There are now many organizations and reform groups which are actively working to persuade the Holy Father to look at how the priesthood is actually lived out the Roman Catholic Church, worldwide. The Holy Spirit lives, breathes and works within the "institution" of what we call "church," but is currently at work, "outside the established norms" as well.
The Church is more than just an ecclesial institution or governing body - it is a community of people… educated, adult people, who do not need to be treated as if their level of understanding of God is at a fourth-grade level. Authenticity is not determined by the demand for blind obedience from those in power, but by how that power is put to use. Throughout the Gospels, Jesus used His Power to heal, to reconcile, to bring together and to build up. And He always allowed people to question, to think for themselves and to seek answers.
I am a loyal Catholic and I love the Church. I do not always agree with our Church's practices and policies, but I obey and adhere to them. This is part of what membership entails. But I am also a concerned Catholic. It is troubling to hear that the decline in vocations has steadily increased. It is troubling to see that there are more than twenty million "displaced" Roman Catholics in the U.S. today (that number represents the second largest "religious denomination" in this country). It is troubling to see 65 parishes close in the Archdiocese of Boston, knowing that they could be staffed tomorrow by married priests, along with their wives - and that they would probably do it without a salary. And it is troubling to know that all discussions concerning the structure of clerical priesthood, optional celibacy and women's ordination are not to be tolerated.

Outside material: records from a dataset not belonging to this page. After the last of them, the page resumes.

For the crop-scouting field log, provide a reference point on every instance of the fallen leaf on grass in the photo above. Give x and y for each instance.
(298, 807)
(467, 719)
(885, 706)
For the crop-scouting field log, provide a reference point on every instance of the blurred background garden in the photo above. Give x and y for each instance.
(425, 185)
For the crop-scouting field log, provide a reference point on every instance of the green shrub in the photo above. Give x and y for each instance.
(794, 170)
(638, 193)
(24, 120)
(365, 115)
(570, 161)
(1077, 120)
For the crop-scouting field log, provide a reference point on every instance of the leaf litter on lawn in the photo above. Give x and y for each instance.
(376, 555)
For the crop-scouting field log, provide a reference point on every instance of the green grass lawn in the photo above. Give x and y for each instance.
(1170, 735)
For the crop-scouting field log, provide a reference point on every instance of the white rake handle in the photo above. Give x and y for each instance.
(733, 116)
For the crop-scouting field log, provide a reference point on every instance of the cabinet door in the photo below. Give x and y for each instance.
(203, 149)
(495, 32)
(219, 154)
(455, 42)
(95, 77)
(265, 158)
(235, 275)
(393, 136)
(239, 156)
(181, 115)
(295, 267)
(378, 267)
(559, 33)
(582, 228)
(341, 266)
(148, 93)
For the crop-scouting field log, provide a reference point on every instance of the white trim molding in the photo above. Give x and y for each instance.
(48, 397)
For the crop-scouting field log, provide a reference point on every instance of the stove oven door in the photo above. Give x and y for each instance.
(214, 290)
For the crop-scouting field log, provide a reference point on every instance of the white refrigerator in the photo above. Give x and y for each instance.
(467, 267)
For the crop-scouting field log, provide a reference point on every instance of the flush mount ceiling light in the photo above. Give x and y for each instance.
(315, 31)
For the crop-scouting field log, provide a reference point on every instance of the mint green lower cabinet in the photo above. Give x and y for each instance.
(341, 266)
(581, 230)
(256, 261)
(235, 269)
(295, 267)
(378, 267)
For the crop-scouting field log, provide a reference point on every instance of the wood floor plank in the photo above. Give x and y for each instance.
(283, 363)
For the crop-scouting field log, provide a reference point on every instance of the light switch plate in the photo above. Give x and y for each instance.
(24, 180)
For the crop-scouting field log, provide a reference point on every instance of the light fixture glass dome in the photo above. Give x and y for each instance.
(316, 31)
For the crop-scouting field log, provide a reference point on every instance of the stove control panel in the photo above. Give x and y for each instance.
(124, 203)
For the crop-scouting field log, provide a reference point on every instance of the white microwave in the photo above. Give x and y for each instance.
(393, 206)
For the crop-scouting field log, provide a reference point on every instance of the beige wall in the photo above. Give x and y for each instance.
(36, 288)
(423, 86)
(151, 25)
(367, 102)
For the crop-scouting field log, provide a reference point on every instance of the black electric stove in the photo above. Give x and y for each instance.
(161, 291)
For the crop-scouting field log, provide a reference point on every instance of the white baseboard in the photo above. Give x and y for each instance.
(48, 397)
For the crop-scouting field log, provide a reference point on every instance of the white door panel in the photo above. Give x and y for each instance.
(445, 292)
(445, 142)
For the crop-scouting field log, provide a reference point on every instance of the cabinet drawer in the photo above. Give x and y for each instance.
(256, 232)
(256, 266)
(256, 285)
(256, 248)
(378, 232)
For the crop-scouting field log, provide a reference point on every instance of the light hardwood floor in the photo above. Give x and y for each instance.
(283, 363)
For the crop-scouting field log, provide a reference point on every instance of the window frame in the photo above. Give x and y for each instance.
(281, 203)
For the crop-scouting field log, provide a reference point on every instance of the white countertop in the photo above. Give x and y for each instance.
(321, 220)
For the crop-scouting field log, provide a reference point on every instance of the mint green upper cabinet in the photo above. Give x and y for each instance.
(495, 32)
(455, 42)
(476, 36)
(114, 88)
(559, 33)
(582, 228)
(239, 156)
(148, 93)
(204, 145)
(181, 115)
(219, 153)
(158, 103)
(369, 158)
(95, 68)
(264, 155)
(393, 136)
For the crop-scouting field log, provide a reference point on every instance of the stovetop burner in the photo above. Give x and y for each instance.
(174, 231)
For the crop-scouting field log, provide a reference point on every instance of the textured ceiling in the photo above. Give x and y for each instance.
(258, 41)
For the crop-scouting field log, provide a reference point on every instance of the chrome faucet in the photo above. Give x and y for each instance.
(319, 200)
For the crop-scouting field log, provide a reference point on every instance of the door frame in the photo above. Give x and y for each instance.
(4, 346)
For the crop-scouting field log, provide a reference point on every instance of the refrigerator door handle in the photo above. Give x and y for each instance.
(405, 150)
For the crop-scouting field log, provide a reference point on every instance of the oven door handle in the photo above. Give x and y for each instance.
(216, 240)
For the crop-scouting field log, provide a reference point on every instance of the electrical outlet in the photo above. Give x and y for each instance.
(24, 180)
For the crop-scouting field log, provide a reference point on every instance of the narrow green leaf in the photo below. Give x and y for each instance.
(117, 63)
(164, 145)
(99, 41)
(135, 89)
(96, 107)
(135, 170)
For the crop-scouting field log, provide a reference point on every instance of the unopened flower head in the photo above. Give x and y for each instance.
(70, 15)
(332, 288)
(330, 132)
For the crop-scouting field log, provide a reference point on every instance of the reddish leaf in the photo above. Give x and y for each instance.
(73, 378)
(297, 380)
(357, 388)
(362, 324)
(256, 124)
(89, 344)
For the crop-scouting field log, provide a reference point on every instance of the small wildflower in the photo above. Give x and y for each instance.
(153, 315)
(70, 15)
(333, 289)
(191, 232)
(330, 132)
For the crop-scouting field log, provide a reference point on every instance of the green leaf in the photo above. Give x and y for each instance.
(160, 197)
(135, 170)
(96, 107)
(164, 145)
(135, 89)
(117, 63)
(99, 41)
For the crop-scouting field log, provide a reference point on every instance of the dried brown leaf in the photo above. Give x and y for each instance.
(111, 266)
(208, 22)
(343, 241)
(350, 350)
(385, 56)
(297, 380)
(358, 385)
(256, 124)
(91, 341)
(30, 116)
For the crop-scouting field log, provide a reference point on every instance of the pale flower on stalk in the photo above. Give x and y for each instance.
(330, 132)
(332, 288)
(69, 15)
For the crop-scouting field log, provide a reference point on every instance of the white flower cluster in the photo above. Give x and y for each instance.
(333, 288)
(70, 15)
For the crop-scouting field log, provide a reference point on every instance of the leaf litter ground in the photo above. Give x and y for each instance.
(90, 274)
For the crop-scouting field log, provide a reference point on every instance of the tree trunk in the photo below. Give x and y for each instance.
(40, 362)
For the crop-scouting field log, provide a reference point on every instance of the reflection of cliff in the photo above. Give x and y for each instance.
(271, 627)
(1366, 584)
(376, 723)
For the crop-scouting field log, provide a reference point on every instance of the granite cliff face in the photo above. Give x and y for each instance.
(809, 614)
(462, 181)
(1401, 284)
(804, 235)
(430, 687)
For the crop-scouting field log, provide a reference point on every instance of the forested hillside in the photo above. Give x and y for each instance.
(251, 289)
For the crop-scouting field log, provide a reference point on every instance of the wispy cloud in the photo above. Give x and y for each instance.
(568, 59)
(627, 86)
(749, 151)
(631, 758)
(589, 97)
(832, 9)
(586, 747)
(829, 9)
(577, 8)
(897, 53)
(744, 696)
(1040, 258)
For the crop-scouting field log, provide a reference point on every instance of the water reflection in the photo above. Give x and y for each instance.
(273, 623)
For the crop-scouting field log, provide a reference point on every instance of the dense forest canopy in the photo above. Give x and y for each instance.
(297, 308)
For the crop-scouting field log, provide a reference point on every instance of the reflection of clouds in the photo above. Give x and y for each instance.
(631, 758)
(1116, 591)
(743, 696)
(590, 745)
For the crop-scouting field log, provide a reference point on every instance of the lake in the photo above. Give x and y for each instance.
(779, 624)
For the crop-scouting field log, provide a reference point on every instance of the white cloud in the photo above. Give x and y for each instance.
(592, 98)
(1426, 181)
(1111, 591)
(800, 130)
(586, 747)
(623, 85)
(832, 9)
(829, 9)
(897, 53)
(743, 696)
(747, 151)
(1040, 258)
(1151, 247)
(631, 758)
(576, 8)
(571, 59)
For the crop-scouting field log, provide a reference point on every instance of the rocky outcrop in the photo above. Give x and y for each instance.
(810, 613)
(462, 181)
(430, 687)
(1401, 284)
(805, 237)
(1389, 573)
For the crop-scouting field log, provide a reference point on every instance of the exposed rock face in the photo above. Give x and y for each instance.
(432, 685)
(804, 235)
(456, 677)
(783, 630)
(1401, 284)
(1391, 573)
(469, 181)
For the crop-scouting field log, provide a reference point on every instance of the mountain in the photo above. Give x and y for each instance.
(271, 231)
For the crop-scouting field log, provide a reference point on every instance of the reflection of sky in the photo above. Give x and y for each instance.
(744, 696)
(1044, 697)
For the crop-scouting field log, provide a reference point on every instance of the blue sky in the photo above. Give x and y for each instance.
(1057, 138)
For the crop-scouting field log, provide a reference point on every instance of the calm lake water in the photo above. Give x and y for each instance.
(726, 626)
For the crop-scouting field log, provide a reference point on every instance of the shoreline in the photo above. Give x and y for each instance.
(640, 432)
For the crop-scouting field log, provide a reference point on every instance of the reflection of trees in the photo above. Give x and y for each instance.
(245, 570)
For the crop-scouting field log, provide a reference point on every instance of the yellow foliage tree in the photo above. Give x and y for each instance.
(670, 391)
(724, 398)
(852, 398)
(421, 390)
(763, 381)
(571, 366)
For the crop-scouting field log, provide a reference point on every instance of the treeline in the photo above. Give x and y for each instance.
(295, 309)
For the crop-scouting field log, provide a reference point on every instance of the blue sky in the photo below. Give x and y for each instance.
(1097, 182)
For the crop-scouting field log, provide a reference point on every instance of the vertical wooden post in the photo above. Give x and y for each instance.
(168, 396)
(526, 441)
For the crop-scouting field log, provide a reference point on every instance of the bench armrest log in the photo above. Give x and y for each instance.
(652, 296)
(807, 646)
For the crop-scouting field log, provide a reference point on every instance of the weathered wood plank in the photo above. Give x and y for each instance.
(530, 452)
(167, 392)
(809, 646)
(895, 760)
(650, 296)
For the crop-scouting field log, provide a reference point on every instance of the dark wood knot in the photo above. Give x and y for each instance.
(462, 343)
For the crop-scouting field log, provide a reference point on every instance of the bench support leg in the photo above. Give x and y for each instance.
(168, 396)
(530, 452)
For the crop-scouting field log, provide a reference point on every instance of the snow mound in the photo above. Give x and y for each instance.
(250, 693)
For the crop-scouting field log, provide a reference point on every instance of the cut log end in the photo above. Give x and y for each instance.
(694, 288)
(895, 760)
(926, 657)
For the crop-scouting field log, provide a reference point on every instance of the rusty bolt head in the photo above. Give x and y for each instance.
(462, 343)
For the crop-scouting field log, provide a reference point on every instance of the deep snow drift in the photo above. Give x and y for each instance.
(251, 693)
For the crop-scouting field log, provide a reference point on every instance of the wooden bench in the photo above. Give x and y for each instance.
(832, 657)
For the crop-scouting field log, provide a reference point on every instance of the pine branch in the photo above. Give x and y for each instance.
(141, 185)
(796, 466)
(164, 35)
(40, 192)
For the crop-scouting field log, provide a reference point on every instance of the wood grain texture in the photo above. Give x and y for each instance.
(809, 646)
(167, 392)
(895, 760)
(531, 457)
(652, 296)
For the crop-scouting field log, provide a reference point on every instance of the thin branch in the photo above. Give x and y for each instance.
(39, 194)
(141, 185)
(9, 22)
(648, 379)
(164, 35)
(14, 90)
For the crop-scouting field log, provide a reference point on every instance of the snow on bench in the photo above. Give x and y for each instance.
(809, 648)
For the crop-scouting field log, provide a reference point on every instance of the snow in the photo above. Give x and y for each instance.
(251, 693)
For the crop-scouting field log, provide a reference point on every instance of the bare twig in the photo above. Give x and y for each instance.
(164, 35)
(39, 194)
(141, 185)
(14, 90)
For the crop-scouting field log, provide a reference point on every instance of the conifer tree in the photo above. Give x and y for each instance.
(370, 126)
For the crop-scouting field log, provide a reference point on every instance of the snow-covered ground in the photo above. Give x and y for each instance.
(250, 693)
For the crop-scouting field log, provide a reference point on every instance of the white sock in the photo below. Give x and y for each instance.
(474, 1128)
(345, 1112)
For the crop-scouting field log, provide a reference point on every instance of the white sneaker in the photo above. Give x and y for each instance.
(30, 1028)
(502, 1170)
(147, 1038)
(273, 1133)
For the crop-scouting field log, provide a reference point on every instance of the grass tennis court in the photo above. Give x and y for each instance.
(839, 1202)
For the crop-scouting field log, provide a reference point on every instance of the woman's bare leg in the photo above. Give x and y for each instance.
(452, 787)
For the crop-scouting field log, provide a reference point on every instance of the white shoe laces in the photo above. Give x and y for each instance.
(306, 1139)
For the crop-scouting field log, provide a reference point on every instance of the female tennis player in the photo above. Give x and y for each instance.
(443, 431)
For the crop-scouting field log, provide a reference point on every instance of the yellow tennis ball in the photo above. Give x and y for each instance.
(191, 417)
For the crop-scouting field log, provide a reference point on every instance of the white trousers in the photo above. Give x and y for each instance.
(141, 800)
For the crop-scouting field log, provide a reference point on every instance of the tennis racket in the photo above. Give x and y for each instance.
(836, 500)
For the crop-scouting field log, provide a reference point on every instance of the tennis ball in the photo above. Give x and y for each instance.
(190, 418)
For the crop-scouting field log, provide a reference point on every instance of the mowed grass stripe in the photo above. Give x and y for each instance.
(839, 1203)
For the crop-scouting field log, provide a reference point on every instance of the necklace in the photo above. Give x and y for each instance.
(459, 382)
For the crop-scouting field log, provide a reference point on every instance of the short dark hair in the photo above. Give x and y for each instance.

I cannot imagine a future of not being able to celebrate the Eucharist as often as I do now. The mere idea of this is more than disturbing - it is catastrophic. We are community only by gathering together, listening to the Word, preparing the table and the meal, praying the Church's prayer, Breaking the Bread, sharing that meal together and going out to live as Jesus did - as bread for the world.
The issue to be faced is not what we are to do in the face of crisis, but why a crisis exists in the first place. Celibacy is not the real issue here; the real problem lies in our understanding of what priesthood and ministry is all about. Jesus took seventy-two of his followers and sent them out to "spread the Word." These were ordinary people and He put no demands on them. He just told them to go out and serve. And they did.
The Church needs to take a new look at the people and ministries within its community, with the needs of the People of God and the universal mission of the Church as the starting point for any discussion. To the extent that each person attempts to live out the spirit of the Gospels, is the extent to which his or her life-style enriches the church's basic mission in the world.
And finally: the day after the "Celibacy" special aired, we celebrated the Feast of Sts. Peter and Paul. Interesting concept here... Peter, the bedrock of the Church, symbol of tradition and unity; Paul, the apostle to the Gentiles, innovator and defender of "Gentile rights." Peter, married with a family and Paul, celibate.
Somehow this all seemed to work back then.